この脆弱性は、脅威分析グループ(TAG)のクレマン・レニェによって最初に検出されました。それでも、脆弱性の影響を受けるセキュリティの脆弱性は、ユーザーがセキュリティ更新プログラムを実装できるように、アクティブな悪用に関連しているため、より詳細に明らかにされていません。
一方、Googleは「CVE-2021-37973」のエクスプロイトが野生に存在することを認識しています。Chromeブラウザのセキュリティパッチのアップグレードは、AppleがChromeとMacOSの古いバージョンで積極的に悪用されたセキュリティ上の欠陥を閉鎖した翌日に開始されました。
Googleのセキュリティ向上は、クロムの11回目の「ゼロデイ」エクスプロイトを克服できると主張されています。この脆弱性は、Linux、MacOS、および Windows のブラウザー ユーザーに影響を及ぼします。情報については、「ゼロデイ」の悪用は、Googleがハッキングにつながる可能性のあるセキュリティアップデートを開始する前に、ハッカーがすでにギャップに入ることができることを意味します。
現在、Chromeブラウザには26億5000万人のユーザーがいます。その数はハッカーにとって簡単なターゲットです。ゼロデイは、ユーザーアフターフリー (UAF) の別の脆弱性です。Forbesは、UAFが被害者を搾取するためにハッカーによってしばしば使用されると報告しました。
Google の最新のセキュリティパッチは、2021 年の初めから Chrome ブラウザーで 12 のゼロデイ脆弱性を解決する可能性があります。
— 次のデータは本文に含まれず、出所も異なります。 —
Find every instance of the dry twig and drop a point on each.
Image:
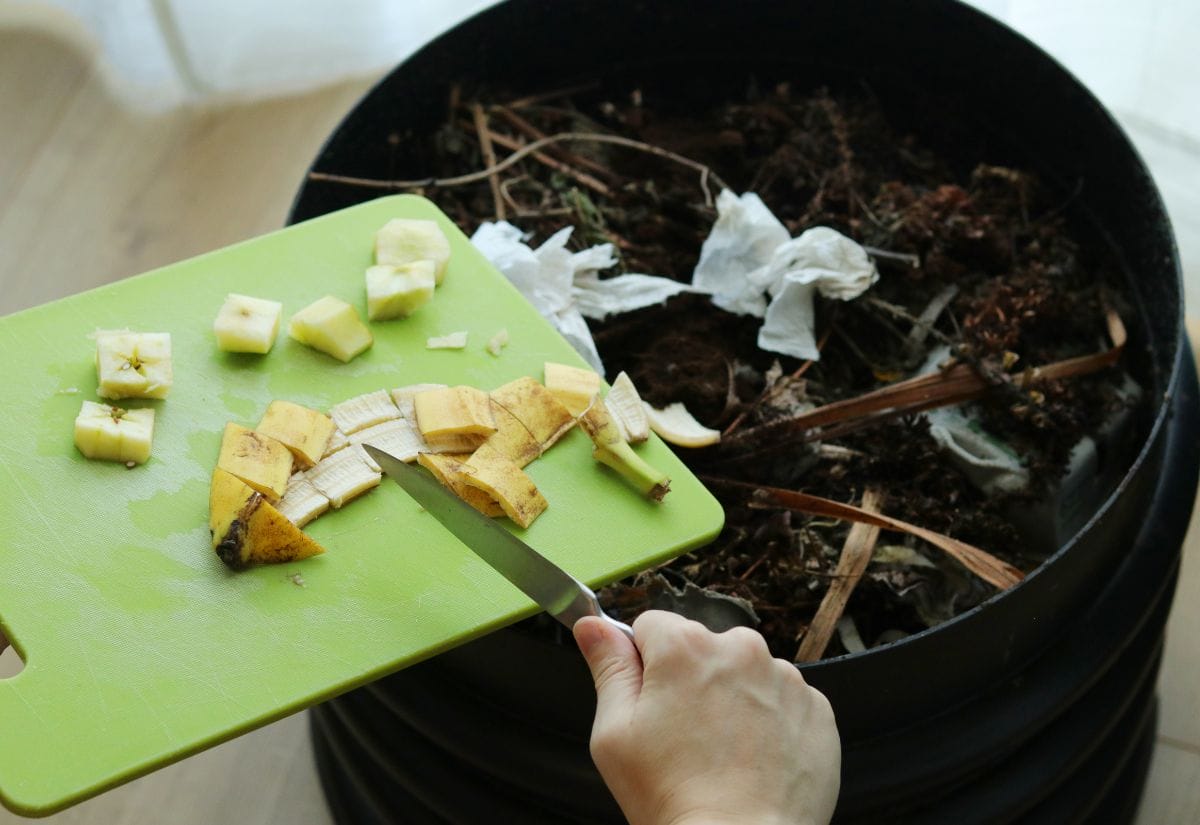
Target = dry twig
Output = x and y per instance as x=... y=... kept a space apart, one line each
x=856 y=554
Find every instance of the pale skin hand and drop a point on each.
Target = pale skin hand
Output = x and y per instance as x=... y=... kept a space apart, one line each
x=696 y=728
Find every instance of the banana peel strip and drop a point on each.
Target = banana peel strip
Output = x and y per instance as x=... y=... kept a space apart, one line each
x=991 y=570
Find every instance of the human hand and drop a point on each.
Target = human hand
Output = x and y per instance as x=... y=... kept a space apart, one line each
x=696 y=728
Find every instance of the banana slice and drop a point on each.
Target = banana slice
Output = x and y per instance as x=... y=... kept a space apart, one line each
x=399 y=438
x=454 y=411
x=246 y=324
x=363 y=411
x=303 y=431
x=257 y=459
x=246 y=529
x=133 y=365
x=339 y=440
x=343 y=476
x=509 y=485
x=537 y=409
x=451 y=471
x=114 y=434
x=303 y=501
x=575 y=387
x=625 y=407
x=676 y=425
x=403 y=398
x=407 y=240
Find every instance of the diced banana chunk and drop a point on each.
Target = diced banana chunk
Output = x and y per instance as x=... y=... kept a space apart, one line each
x=677 y=426
x=343 y=476
x=574 y=386
x=625 y=407
x=406 y=240
x=333 y=326
x=395 y=290
x=363 y=411
x=451 y=341
x=114 y=434
x=246 y=324
x=301 y=503
x=133 y=365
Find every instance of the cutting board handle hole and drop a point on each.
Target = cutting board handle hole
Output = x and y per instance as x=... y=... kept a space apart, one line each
x=11 y=663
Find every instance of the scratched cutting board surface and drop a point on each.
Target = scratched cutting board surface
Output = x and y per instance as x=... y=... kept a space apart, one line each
x=139 y=645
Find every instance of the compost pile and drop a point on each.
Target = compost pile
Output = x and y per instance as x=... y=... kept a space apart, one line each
x=983 y=253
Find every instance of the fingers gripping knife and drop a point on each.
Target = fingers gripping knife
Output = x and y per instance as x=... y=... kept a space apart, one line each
x=564 y=597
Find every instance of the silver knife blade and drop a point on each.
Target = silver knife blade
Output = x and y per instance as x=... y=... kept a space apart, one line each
x=553 y=589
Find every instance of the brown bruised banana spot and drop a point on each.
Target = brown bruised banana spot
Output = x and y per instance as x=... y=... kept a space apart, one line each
x=233 y=548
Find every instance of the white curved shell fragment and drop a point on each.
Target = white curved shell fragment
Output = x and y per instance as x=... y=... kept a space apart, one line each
x=677 y=426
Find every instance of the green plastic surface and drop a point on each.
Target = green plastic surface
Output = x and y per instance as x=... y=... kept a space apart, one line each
x=139 y=645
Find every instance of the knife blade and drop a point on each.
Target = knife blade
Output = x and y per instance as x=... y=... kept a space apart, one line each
x=555 y=590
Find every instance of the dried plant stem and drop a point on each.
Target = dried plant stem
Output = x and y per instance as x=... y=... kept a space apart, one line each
x=526 y=150
x=485 y=148
x=856 y=554
x=988 y=567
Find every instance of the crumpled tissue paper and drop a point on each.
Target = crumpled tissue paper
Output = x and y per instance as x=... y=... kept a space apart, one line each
x=748 y=257
x=565 y=287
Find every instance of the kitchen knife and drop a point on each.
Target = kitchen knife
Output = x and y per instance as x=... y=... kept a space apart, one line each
x=559 y=594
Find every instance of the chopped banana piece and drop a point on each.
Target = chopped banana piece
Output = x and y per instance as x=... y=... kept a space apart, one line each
x=405 y=240
x=133 y=365
x=303 y=431
x=509 y=485
x=451 y=471
x=511 y=439
x=625 y=407
x=336 y=441
x=333 y=326
x=259 y=461
x=403 y=397
x=537 y=409
x=498 y=342
x=453 y=341
x=246 y=324
x=574 y=386
x=676 y=425
x=246 y=529
x=114 y=434
x=613 y=451
x=399 y=290
x=343 y=476
x=454 y=411
x=301 y=503
x=399 y=438
x=363 y=411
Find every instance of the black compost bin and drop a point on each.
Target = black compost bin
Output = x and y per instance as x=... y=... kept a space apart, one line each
x=1036 y=706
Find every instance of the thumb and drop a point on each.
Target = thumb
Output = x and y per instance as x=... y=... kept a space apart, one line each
x=613 y=660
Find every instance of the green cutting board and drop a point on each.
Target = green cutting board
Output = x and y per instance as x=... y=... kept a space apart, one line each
x=141 y=648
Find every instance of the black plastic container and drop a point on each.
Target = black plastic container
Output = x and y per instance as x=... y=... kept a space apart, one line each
x=936 y=727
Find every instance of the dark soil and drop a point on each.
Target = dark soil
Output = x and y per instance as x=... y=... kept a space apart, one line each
x=1029 y=291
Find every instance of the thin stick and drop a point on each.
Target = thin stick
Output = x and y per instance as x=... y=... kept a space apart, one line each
x=485 y=148
x=557 y=166
x=856 y=554
x=988 y=567
x=534 y=133
x=521 y=154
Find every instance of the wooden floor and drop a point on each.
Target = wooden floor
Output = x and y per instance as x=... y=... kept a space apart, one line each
x=90 y=193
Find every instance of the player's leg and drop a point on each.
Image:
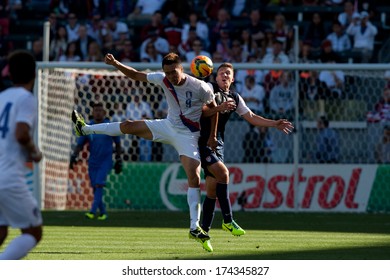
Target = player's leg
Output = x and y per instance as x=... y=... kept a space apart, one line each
x=138 y=128
x=221 y=174
x=21 y=211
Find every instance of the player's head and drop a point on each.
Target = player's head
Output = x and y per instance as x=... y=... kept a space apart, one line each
x=225 y=75
x=21 y=67
x=173 y=68
x=98 y=112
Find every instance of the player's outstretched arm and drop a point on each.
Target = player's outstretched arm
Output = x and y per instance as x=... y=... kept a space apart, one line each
x=281 y=124
x=127 y=70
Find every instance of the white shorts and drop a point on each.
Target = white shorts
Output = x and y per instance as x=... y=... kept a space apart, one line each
x=185 y=142
x=18 y=208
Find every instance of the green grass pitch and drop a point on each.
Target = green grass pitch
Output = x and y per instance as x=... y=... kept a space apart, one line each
x=156 y=235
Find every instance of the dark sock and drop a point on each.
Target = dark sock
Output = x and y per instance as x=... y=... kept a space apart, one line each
x=208 y=213
x=224 y=202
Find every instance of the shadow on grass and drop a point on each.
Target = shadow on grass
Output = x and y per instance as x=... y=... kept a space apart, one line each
x=328 y=222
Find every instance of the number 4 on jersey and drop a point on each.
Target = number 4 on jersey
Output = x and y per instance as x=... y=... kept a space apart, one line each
x=4 y=126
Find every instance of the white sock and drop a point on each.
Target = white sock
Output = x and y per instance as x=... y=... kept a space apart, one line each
x=112 y=129
x=19 y=247
x=193 y=199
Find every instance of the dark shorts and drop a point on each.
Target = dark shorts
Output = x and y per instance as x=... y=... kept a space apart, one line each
x=209 y=157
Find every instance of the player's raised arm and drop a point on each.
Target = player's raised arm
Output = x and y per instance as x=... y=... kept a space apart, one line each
x=127 y=70
x=281 y=124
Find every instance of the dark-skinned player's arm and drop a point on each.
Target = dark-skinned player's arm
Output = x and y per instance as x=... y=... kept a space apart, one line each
x=256 y=120
x=212 y=141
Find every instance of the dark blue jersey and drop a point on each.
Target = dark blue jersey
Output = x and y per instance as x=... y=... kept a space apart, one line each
x=100 y=147
x=220 y=97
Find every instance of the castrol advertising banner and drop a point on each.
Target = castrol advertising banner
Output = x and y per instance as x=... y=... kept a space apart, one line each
x=253 y=187
x=340 y=188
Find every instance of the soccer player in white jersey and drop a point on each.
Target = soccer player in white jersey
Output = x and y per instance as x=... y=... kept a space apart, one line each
x=185 y=96
x=18 y=116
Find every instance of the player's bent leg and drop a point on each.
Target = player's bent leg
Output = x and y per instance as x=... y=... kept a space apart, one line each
x=3 y=233
x=138 y=128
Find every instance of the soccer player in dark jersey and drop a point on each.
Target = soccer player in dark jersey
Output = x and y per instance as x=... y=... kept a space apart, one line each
x=216 y=173
x=100 y=161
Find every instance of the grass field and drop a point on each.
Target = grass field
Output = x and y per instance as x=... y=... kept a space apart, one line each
x=136 y=235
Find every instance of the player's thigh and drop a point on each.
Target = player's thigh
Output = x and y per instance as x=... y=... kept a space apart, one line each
x=18 y=208
x=219 y=171
x=138 y=128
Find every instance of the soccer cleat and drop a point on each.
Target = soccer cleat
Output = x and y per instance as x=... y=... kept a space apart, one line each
x=233 y=228
x=199 y=235
x=90 y=215
x=78 y=122
x=102 y=217
x=207 y=246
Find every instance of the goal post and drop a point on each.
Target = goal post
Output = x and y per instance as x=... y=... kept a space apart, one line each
x=63 y=87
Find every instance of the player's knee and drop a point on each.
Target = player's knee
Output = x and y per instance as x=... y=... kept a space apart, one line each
x=3 y=233
x=36 y=232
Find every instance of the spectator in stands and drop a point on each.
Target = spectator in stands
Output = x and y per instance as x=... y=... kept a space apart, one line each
x=257 y=145
x=248 y=45
x=201 y=30
x=173 y=29
x=382 y=150
x=70 y=54
x=315 y=32
x=334 y=81
x=311 y=95
x=339 y=39
x=282 y=31
x=241 y=74
x=363 y=33
x=145 y=9
x=114 y=27
x=151 y=54
x=256 y=26
x=346 y=17
x=253 y=95
x=128 y=53
x=381 y=111
x=281 y=100
x=179 y=7
x=37 y=49
x=224 y=44
x=58 y=43
x=155 y=24
x=72 y=27
x=327 y=141
x=83 y=42
x=94 y=53
x=197 y=49
x=96 y=27
x=237 y=54
x=160 y=43
x=222 y=27
x=327 y=53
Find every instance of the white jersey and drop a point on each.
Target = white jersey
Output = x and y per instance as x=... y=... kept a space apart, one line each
x=191 y=96
x=16 y=105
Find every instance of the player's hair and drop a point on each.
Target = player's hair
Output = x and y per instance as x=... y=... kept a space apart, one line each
x=225 y=65
x=171 y=58
x=21 y=66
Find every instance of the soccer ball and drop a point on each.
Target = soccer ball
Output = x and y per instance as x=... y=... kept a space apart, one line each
x=201 y=66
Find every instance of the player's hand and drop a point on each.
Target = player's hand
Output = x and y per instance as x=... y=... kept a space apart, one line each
x=227 y=106
x=109 y=59
x=285 y=126
x=72 y=161
x=36 y=156
x=118 y=166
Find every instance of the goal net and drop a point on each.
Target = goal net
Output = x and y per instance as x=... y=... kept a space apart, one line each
x=152 y=177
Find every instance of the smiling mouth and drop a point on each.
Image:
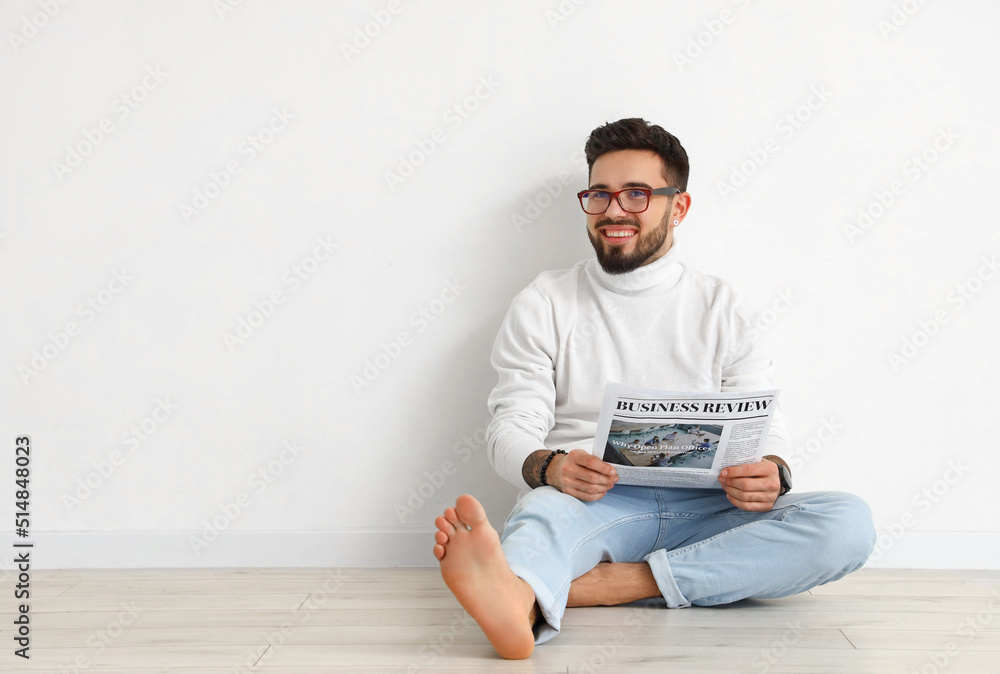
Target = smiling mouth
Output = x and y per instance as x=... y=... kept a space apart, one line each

CVE-2021-21148 - V8 でのヒープ・バッファー・オーバーフロー
CVE-2021-21166 - オーディオのオブジェクトリサイクルの問題
CVE-2021-21193 - 点滅での使用後の無料
CVE-2021-21206 - 点滅での使用後の無料
CVE-2021-21220 - V8での信頼されていない入力の検証が不十分x86_64
CVE-2021-21224 - V8のタイプの混乱
CVE-2021-30551 - V8のタイプの混乱
CVE-2021-30554 - WebGL での使用後の使用
CVE-2021-30563 - V8のタイプの混乱
CVE-2021-30632 - V8で書き込む範囲外
CVE-2021-30633 - インデックス付き DB API での使用後の使用
このセキュリティ上の欠陥により、Chrome ユーザーはブラウザを最新バージョンの 94.0.4606.61 にすぐに更新することが期待されます。トリックは、ユーザーが設定に移動し、ヘルプをクリックし、「Google Chromeについて」を選択する必要があります。Chromeブラウザを更新することで、ハッキングされる可能性を減らすことが期待されます。